Si vous avez manqué le début:

Avec son allure empotée et son air un peu nigaud, on aurait presque tendance à lui donner le bon dieu sans confession à l'ami Christophe. Seulement voilà, les apparences sont trompeuses et si il est clair que cet homme à tout faire n'a pas vraiment inventé l'eau chaude, par contre le système D et les petites arnaques pour se débrouiller, ça le connaît. Le cheveu gras et le verbe gouailleur, fagotée au "décrochez-moi ça", Chystèle, elle aussi employée de maison, n'est pas non plus des plus fute-fute. Insouciante et joyeuse, son absence totale de morale fait merveille quand il s'agit de vider les poches et les tiroirs de ses patrons, chez qui, "feu au fesses" et manque de fiabilité obligent, elle ne fait que passer. Probablement faits pour se rencontrer, lorsque ces deux énergumènes se télescopent sur le quai d'une gare, ils ne réfléchissent pas bien longtemps pour décider de faire équipe et associer leurs talents de domestiques afin de s'adonner à leur sport préféré: faire le ménage dans les grandes maisons où ils se font embaucher. Avec un couple pareil, forcément la confiance règne…

 

Notre critique:

« Miam le dernier Chatiliez« , serait-on tenté de dire! Car si on ne sait toujours pas comment se prononce le nom de cet ancien fils de pub (Chati-yé, Chati-yèzeuhhh, Chati-llllié??), en revanche nous sommes tous fichus de citer au moins un des quatre films du bonhomme et l’on se lèche toujours autant les babines à chaque redif télévisuelle de ces purs moments de jubilation. Galeries de personnages hauts en couleurs, répliques qui font mouche (et pour certaines devenues cultes), humour acide, féroce et insolent, son style estampillé est dès le générique immédiatement reconnaissable. Aux antipodes de la bonne morale, le papa de TATIE DANIELLE et de TANGUY sait si bien nous détendre les zygomatiques à chacun de ses nouveaux rendez-vous que l’on en viendrait presque à pousser les yeux fermés, la porte du premier cinoche venu en lui faisant une totale confiance. Bref prêt à s’en payer une bonne tranche, une fois de plus…

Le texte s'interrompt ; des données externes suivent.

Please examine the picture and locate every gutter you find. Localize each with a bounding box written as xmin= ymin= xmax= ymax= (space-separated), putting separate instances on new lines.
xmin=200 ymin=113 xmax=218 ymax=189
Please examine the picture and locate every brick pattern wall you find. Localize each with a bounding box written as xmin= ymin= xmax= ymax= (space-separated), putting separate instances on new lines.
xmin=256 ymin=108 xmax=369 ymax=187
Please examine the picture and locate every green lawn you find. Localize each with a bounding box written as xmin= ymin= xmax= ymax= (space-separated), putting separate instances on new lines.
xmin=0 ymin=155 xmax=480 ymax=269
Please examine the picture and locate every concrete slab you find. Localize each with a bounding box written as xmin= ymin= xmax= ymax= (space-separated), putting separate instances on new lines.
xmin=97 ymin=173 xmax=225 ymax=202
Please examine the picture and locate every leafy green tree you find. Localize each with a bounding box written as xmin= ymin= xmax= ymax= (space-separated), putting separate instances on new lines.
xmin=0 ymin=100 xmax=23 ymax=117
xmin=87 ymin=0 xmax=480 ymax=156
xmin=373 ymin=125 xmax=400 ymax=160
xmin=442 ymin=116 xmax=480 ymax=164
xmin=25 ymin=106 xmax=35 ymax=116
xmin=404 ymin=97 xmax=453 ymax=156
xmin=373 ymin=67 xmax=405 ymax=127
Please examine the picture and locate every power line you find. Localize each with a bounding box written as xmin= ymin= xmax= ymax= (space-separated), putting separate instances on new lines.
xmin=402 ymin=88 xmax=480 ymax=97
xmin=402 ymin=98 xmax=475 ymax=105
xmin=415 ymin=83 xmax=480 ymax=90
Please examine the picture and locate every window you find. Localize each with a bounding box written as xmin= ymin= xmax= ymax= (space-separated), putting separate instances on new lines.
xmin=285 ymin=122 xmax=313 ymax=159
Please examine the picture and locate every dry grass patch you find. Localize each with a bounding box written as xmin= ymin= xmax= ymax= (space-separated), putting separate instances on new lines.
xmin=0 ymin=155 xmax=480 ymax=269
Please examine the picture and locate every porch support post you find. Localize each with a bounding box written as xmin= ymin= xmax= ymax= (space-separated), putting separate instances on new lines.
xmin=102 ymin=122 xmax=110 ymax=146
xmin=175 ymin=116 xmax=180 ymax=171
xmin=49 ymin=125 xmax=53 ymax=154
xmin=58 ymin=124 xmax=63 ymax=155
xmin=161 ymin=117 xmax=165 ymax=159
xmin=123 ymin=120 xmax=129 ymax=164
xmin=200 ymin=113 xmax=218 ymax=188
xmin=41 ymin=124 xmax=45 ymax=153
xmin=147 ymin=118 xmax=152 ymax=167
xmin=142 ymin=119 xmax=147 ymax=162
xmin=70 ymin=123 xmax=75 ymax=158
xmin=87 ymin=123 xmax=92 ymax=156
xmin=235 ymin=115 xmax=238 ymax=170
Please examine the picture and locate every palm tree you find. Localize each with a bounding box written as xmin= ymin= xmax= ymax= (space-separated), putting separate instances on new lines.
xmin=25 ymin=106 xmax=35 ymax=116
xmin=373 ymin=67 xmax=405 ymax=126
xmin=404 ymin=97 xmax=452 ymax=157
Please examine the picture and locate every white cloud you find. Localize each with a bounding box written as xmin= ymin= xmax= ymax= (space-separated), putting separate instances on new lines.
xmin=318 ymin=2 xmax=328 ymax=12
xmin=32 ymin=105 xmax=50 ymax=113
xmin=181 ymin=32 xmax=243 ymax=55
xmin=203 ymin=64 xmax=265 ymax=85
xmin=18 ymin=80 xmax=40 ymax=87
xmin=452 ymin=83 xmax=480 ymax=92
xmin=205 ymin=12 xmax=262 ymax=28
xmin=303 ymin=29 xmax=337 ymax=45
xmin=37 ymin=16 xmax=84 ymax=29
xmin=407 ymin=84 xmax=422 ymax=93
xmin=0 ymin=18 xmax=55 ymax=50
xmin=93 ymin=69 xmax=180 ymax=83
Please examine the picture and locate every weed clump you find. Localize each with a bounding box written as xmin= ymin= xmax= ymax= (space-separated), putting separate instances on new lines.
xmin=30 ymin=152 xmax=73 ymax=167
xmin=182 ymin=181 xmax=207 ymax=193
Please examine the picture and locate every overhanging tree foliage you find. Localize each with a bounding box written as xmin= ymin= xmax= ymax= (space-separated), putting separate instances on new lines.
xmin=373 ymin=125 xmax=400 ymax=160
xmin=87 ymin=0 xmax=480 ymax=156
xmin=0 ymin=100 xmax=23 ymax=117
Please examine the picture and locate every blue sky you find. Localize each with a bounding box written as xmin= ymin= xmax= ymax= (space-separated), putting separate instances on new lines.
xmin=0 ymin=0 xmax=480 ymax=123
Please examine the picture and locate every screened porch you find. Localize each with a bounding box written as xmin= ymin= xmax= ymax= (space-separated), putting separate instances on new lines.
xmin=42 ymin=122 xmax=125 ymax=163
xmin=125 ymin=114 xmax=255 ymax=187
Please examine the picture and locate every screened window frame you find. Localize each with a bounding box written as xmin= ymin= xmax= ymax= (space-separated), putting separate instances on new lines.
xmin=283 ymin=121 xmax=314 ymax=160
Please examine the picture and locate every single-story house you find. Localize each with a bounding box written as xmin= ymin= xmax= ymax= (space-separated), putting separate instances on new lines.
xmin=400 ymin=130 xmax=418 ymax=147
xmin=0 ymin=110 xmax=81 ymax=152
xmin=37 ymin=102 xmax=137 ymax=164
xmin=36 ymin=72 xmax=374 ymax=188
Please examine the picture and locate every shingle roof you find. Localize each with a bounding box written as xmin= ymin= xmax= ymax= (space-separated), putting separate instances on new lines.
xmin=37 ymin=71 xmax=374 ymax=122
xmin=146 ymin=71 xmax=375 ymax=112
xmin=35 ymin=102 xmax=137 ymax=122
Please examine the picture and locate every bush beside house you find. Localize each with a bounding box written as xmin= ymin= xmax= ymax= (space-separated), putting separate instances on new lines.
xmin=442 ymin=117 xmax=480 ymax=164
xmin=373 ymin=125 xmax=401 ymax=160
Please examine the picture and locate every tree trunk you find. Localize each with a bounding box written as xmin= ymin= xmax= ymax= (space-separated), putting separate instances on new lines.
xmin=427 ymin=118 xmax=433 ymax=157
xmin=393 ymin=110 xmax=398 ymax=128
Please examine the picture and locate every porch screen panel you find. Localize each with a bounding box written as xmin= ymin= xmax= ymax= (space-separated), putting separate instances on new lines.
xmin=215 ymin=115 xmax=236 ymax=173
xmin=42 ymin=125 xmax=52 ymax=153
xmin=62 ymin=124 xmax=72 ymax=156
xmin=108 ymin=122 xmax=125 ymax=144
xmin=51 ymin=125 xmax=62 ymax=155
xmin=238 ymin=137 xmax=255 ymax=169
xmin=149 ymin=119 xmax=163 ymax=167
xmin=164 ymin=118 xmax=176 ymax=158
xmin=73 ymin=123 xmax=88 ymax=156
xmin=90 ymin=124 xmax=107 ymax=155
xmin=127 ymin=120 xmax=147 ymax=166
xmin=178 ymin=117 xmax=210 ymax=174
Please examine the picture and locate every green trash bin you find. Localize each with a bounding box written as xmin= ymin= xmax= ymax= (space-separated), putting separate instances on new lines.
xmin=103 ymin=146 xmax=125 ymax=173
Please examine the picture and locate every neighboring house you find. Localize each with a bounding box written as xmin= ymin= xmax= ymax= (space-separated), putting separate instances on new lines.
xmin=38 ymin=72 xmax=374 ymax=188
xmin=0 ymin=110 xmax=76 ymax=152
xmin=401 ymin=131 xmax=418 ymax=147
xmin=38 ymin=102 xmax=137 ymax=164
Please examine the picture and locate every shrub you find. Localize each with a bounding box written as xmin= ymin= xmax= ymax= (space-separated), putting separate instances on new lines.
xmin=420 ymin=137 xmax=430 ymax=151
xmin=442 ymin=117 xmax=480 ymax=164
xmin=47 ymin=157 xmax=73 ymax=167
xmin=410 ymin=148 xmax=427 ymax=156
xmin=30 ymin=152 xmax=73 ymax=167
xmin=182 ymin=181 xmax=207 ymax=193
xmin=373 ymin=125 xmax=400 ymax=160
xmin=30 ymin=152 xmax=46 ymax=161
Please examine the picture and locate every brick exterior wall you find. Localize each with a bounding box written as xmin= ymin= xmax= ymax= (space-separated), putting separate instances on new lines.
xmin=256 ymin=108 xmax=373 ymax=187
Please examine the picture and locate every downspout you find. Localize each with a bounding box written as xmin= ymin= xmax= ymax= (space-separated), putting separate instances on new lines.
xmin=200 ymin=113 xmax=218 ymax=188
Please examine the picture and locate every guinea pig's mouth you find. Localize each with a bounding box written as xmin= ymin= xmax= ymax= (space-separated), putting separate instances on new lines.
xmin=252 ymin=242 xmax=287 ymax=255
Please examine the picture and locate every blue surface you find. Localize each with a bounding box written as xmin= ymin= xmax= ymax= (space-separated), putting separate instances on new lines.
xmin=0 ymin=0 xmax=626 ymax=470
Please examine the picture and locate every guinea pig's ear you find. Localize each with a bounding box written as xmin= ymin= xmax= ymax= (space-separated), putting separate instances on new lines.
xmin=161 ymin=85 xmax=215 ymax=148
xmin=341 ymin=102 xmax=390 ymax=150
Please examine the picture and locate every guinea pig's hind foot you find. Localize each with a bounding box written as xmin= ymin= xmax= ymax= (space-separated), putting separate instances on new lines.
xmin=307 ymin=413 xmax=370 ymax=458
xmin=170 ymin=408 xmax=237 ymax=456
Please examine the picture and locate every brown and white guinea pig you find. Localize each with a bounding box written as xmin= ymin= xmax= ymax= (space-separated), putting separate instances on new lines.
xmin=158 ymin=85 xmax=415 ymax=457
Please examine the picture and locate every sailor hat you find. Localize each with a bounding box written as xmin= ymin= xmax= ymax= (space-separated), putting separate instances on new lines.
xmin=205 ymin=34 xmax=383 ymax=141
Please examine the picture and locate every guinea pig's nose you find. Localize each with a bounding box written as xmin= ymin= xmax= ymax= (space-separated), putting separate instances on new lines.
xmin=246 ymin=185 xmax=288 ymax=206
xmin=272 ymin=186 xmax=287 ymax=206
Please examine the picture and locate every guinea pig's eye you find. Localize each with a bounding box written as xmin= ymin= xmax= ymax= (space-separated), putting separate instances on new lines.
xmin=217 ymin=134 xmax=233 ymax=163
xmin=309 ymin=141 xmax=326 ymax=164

Conscient de ce capital sympathie qui ne cesse de grimper de film en film, sans trop se remettre en question, Etienne Chatiliez sort cette fois naturellement la carte de la facilité en utilisant les bonnes vieilles ficelles qui ont fait son succès et sa marque de fabrique. Friand des thèmes qui jouent sur les antagonismes (riches-pauvres, jeunes-vieux…), abonné à ses marottes préférées (la bourgeoisie, la famille, l’éducation des enfants…), il nous livre ici une sorte de compilation foutraque où en guise de fil rouge on suit les aventures rocambolesques d’un neuneu et d’une bêtasse, descendants directs de la famille Groseille prêts à dévaliser des clones des Le Quesnoy.

Si le tout démarre sur les chapeaux de roues, une fois passée la petite surprise de voir un Vincent Lindon atypique en Bidochon benêt et une surprenante et bluffante Cécile de France en cousine des Deschiens, LA CONFIANCE REGNE dégringole rapidement dans la caricature limite grossière. A trop vouloir forcer le trait et tailler ses personnages à la serpe, Chatiliez ôte toute tendresse et humanité à son histoire, rendant le tout juste gratuit dans la noirceur et la moquerie. Flirtant à plusieurs reprises avec le mauvais goût et la trivialité, jouant sur l’exagération et usant du comique de répétition, ce 5ème opus déçoit tant par sa lourdeur que son absence de point de vue et d’engagement. Dis Etienne, tout ça ne s’appelerait pas de l’abus de confiance?